One of course is allowed to learn more than one thing. Maybe play with a bondage and discipline language to expose yourself to the concepts the parent comment is advocating for.
They're not saying use Swift/C# for those problems, they're saying learn good programming practices from those languages and tools and then go do things in R/Python with that expertise under your belt.
A lot of people don’t have the luxury of doing both those things. They’re confronted with a problem and need to solve it, and solving it requires choosing and learning how to use a tool. If you have plenty of free time, choosing C#, Swift, and Java seem like odd choices for a pedagogic programming language. For learning about type safety, spending a couple weeks playing with SML or Haskell would be a good idea, though they’re both functional.

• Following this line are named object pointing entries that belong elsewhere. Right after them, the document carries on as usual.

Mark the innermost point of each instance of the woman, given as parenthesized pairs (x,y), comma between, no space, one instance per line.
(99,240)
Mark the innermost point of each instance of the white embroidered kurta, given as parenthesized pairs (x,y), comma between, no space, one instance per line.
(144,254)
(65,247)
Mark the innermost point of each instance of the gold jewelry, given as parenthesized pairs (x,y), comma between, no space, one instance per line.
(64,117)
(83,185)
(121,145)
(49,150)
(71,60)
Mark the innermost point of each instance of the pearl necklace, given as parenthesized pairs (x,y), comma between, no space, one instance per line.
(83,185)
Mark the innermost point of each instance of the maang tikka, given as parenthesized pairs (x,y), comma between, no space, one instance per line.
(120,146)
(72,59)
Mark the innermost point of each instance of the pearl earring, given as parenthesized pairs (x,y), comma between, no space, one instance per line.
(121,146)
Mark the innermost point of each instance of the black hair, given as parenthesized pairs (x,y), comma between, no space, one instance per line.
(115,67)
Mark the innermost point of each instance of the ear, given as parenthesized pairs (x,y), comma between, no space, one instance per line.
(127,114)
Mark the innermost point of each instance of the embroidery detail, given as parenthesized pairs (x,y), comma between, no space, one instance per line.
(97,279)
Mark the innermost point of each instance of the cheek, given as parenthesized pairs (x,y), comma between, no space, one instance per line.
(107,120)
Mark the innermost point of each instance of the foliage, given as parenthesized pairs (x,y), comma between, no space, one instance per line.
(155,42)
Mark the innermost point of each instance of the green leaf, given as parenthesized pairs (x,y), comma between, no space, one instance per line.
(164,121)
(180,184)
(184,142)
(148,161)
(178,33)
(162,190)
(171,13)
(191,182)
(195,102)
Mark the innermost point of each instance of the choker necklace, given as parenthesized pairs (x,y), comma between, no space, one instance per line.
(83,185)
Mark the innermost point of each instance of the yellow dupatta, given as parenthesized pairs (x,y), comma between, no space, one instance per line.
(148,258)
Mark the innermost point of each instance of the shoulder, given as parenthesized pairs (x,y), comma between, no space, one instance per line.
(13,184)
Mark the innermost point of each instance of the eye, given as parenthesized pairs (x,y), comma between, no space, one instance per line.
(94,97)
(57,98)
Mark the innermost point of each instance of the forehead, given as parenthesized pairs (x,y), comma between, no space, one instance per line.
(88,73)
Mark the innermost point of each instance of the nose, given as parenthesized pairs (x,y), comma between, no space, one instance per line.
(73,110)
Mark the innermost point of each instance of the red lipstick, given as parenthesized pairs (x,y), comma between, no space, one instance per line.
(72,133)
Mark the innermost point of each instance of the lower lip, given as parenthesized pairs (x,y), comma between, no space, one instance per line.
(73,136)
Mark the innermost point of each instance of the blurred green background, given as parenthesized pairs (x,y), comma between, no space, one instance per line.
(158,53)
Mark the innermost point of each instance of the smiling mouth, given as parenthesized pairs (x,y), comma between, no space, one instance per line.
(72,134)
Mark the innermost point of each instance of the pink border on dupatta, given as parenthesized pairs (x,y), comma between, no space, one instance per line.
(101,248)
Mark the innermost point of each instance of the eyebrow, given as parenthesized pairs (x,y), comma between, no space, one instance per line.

As a student I constantly complained that we were being taught these useless languages. As a grownup I realize that while some of the Comp Sci faculty may’ve been out of touch, their goal was not teaching us commercially viable skills. They were endeavoring to teach us how to think. Once you know how to think you can express those thoughts in nearly any language, no matter how hostile to those thoughts it may be.
But maybe you just want to get things done, and if that’s so, the answer for data problems is basically one or more of R, Python, Julia, etc.
As I programming language I don't love R. I didn't get it till I took a biostatistics class. (We could use Stata/Excel or R for the class). It really shines analyzing data. Its loved by statisticians and some programmable attributes too.
Biologists like it for single cell analysis. They use Seurat and save the data as an object and load it up/ pass around around for analysis. Its actually kinda neat.